Le café, l’évidence Gagnaire
Comme tous les premiers dimanches du mois, les musées marseillais sont gratuits. Profitez de l’occasion pur aller voir Café In au Mucem. A défaut d’un titre pertinent et d’une scénographie originale, cette exposition livre quelques histoires inédites sur cette boisson qui « fait jaillir les esprits moteurs« , disait Brillat Savarin. Le café est ici passé par tous les filtres. L’inévitable Couleur Café de Gainsbourg (on aurait pu faire plus original) comme les dires d’une cafédomancienne lisant dans le marc! On ressort quelque peu boosté par ce tout ce matériau scientifique, anthropologique, esthétique, économique qui tourne tout autour du ptit noir.
On apprend ainsi dans cette exposition mise en scène par le journaliste de France Culture, Jean-Michel Djian, un objet de subversion non seulement des sens mais surtout politique. Le « sang de Satan » découvert au Yémen, fut interdit au 16è s à Istanbul où le pouvoir central craignait que ce « torréfiant intérieur » ne pousse qu’ à la contestation. « Beaucoup de gens accordent au café le pouvoir de donner de l’esprit« , confirme Balzac. « Mais tout le monde peut vérifier que les ennuyeux ennuient davantage après en avoir pris« … A Venise, le Pape le réhabilita pour amoindrir le pouvoir des musulmans. A Marseille, on ouvrit le premier débit en 1671 puis le premier café public. Inutile de chercher traces de « ces endroits qui y échauffent fâcheusement la cervelle« , comme les qualifiait Montesquieu. Du Grand Café turc ou du Café riche sur la Canebière, il ne reste dans la cité qui fut la porte d’entrée du café sur l’Europe, plus que Cafés Richard qui martyrisent nos estomacs.

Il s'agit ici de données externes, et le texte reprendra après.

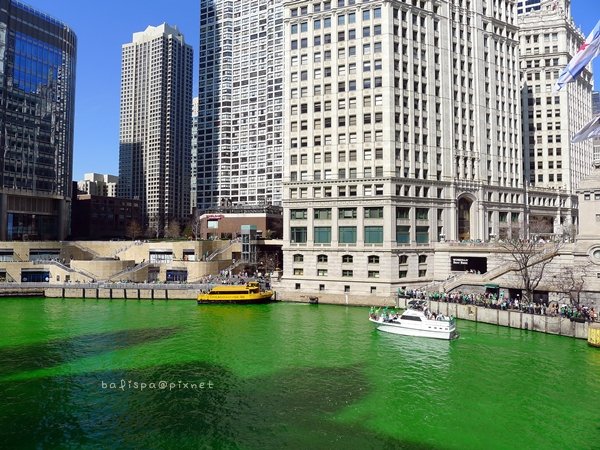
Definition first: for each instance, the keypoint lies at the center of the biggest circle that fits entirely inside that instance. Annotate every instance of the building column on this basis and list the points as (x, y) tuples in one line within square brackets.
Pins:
[(3, 216), (63, 220)]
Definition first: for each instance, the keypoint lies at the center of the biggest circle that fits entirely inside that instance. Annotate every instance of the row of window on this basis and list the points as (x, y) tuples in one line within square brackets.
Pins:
[(341, 156), (348, 235), (349, 259), (326, 6), (347, 273), (366, 102), (369, 213)]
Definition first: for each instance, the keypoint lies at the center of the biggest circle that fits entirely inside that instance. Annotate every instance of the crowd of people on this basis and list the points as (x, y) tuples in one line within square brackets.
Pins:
[(505, 303)]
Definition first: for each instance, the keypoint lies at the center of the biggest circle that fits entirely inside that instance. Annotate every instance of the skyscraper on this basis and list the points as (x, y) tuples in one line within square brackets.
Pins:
[(403, 129), (155, 133), (596, 111), (548, 40), (37, 91), (240, 129)]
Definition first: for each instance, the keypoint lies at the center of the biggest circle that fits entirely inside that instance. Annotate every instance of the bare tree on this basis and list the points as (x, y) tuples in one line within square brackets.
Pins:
[(154, 228), (172, 229), (570, 281), (134, 230), (532, 257)]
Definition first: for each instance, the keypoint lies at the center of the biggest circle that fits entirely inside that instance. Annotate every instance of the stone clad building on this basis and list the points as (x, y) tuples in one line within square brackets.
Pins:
[(403, 130), (548, 40), (37, 72)]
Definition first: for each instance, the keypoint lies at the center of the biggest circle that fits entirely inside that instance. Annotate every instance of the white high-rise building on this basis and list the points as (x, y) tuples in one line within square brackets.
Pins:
[(156, 115), (99, 184), (240, 130), (548, 40), (403, 129), (596, 111)]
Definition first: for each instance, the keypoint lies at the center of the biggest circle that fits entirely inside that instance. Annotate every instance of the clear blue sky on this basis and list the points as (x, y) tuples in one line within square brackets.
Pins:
[(102, 27)]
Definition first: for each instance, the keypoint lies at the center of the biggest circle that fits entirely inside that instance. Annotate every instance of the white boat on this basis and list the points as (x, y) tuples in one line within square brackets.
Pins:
[(417, 320)]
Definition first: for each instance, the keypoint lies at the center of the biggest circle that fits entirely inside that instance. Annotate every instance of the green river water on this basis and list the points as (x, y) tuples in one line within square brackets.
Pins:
[(282, 375)]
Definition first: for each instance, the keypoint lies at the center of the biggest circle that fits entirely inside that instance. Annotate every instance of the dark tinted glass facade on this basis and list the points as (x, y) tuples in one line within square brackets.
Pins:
[(37, 93)]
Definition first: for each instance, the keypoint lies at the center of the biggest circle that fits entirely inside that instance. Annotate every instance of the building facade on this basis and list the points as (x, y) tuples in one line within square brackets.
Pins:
[(99, 184), (403, 129), (106, 217), (194, 155), (240, 129), (596, 111), (36, 123), (548, 40), (155, 130)]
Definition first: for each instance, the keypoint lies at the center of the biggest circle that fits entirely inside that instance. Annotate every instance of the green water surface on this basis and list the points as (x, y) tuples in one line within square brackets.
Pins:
[(282, 376)]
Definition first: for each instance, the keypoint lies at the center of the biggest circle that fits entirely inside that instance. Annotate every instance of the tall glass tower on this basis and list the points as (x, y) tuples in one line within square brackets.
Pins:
[(37, 96)]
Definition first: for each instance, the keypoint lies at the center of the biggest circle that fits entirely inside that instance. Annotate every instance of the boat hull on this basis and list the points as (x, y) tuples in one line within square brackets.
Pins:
[(396, 328), (249, 299)]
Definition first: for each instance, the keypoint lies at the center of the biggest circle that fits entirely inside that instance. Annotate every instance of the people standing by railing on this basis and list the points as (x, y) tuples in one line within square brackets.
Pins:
[(491, 300)]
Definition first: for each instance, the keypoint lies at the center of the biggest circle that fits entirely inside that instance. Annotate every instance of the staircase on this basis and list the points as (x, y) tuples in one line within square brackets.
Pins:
[(130, 270), (221, 250)]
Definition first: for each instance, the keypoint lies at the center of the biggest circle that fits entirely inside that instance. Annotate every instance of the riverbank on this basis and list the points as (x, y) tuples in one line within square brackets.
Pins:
[(162, 291)]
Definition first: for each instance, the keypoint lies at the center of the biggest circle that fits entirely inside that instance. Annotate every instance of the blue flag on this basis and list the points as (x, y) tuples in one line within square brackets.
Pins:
[(587, 52), (590, 131)]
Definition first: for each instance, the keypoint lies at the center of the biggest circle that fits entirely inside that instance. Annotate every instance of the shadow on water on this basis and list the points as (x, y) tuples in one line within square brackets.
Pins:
[(293, 408), (47, 354)]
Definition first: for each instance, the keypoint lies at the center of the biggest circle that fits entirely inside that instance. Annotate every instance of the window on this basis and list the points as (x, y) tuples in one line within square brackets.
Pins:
[(298, 234), (373, 235), (347, 213), (403, 234), (422, 235), (422, 213), (323, 213), (298, 214), (321, 258), (347, 235), (322, 235), (374, 213), (402, 213)]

Il faut attendre la fin de l’expo et une émouvante interview de Pierre Gagnaire, qui nous servit aux Grandes Tables le même discours et une bonne recette de pamplemousse au café, pour rentrer dans le goût et les sens de cette boisson qui forme pour le chef « un support tellement intéressant, 1′ espèce d’évidence « . On regrettera de croiser des tasses à café Illy plutôt que d’opulents services en porcelaine fine et dorure dont les arts de la table français en doivent pas manquer… Si ça n’est aujourd’hui, vous avez jusqu’au 23 janv pour voir entrer dans Cafe In. Le marc de café nous prédira plutôt des souvenirs du côté des écrits des grands écrivains que de cette mise en scène un peu pathétique, in fine, d’un café années 30. Passez par la boutique de la passerelle en sortant : le sponsor de l’expo y fait aussi commerce. Mais les cafés présentés sont bons et le conseiller connaisseur. Et si comme Curnonsky et moi, vous considérez que « les fines gourmettes reconnaissent qu’il est un des plaisirs les plus délicats de la femme« , voilà le plus de cette exposition café. Dans cette ville où les torréfacteurs sont autant légendes que la sardine qui a bouché le port, on n’est pas fâché de ce spot éphémère de qualité.